When one contracts to perform a specified service or supply a product of a certain quality, liability for negligent performance of the contract cannot be escaped by engaging an independent contractor to perform the very duty which the contract requires. This is the rule of White Pass v. St. John.[3]

Since Rosales was performing a duty contractually assumed by Griffith, Stewart argues Griffith is liable for injuries caused by Rosales’ negligence.

But the White Pass rule is one of contract, not tort, and it benefits the contracting party. As Stewart is not a party to the contract with Griffith, she cannot hold Griffith liable for negligent performance of its terms. The White Pass
exception does not apply.

Stewart also relies on sections 426 and 429 of th Restatement (Second) of Torts. Section 429 is similar to the White Pass rule, [4] but its comments indicate there need be no relationship between the injured person and the party who engaged the independent contractor. Section 426 provides that one may be liable for the negligence of an independent contractor where the contractor’s negligence lies solely in the improper manner in which he or she does the work, creating a risk of harm that is inherent in the work.[5]

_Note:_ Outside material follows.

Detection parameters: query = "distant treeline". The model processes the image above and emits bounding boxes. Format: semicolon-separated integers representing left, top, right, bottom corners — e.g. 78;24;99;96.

But neither of these Restatement sections has been adopted in Washington, and section 426 has been applied only once, in a way unfavorable to Stewart’s position.[6] As a policy analysis for adopting these sections in Washington has not been squarely presented, we decline to depart from the general rule in this case.[7]



[1] This court reviews summary judgment de novo Vallandigham v. Clover Park Sch. Dist. No. 400, 154 Wn.2d 16, 26, 109 P.3d 805 (2005). Summary judgment is affirmed when there is no genuine issue of material fact and the moving party is entitled to a judgment as a matter of law Id.; CR 56(c). All facts and reasonable inferences are considered in the light most favorable to the nonmoving party, and summary judgment is appropriate only if, from all the evidence, reasonable persons could reach but one conclusion Id.
[2] See, e.g., DeWater v. State, 130 Wn.2d 128, 137, 921 P.2d 1059 (1996); Philips v. Kaiser Alum. Chem. Co., 74 Wn. App. 741, 749, 875 P.2d 1228 (1994).
[3] Bd. of Regents of the Univ. of Washington v. Frederick Nelson, 90 Wn.2d 82, 84, 579 P.2d 346
(1978) (citing White Pass v. St. John, 71 Wn.2d 156, 427 P.2d 398 (1967)).
[4] Restatement (Second) of Torts § 429 (1965) provides: “One who employs an independent contractor to perform services for another which are accepted in the reasonable belief that the services are being rendered by the employer or by his servants, is subject to liability for physical harm caused by the negligence of the contractor in supplying such services, to the same extent as though the employer were supplying them himself or by his servants.”
[5] Restatement (Second) of Torts § 426 (1965) provides: “Except as stated in §§ 428 and 429, an employer of an independent contractor, unless he is himself negligent, is not liable for physical harm caused by any negligence of the contractor if (a) the contractor’s negligence consists solely in the improper manner in which he does the work, and (b) it creates a risk of such harm which is not inherent in or normal to the work, and (c) the employer had no reason to contemplate the contractor’s negligence when the contract was made.”
[6] See Woodrome v. Benton County, 56 Wn. App. 400, 407, 783 P.2d 1102 (1989).
[7] See, e.g., Bank of America, N.A. v. Prestance Corp, 160 Wn.2d 560, 564-82, 160 P.3d 17 (2007) (undertaking thorough analysis of various approaches to equitable subrogation before adopting the Restatement of Property’s approach).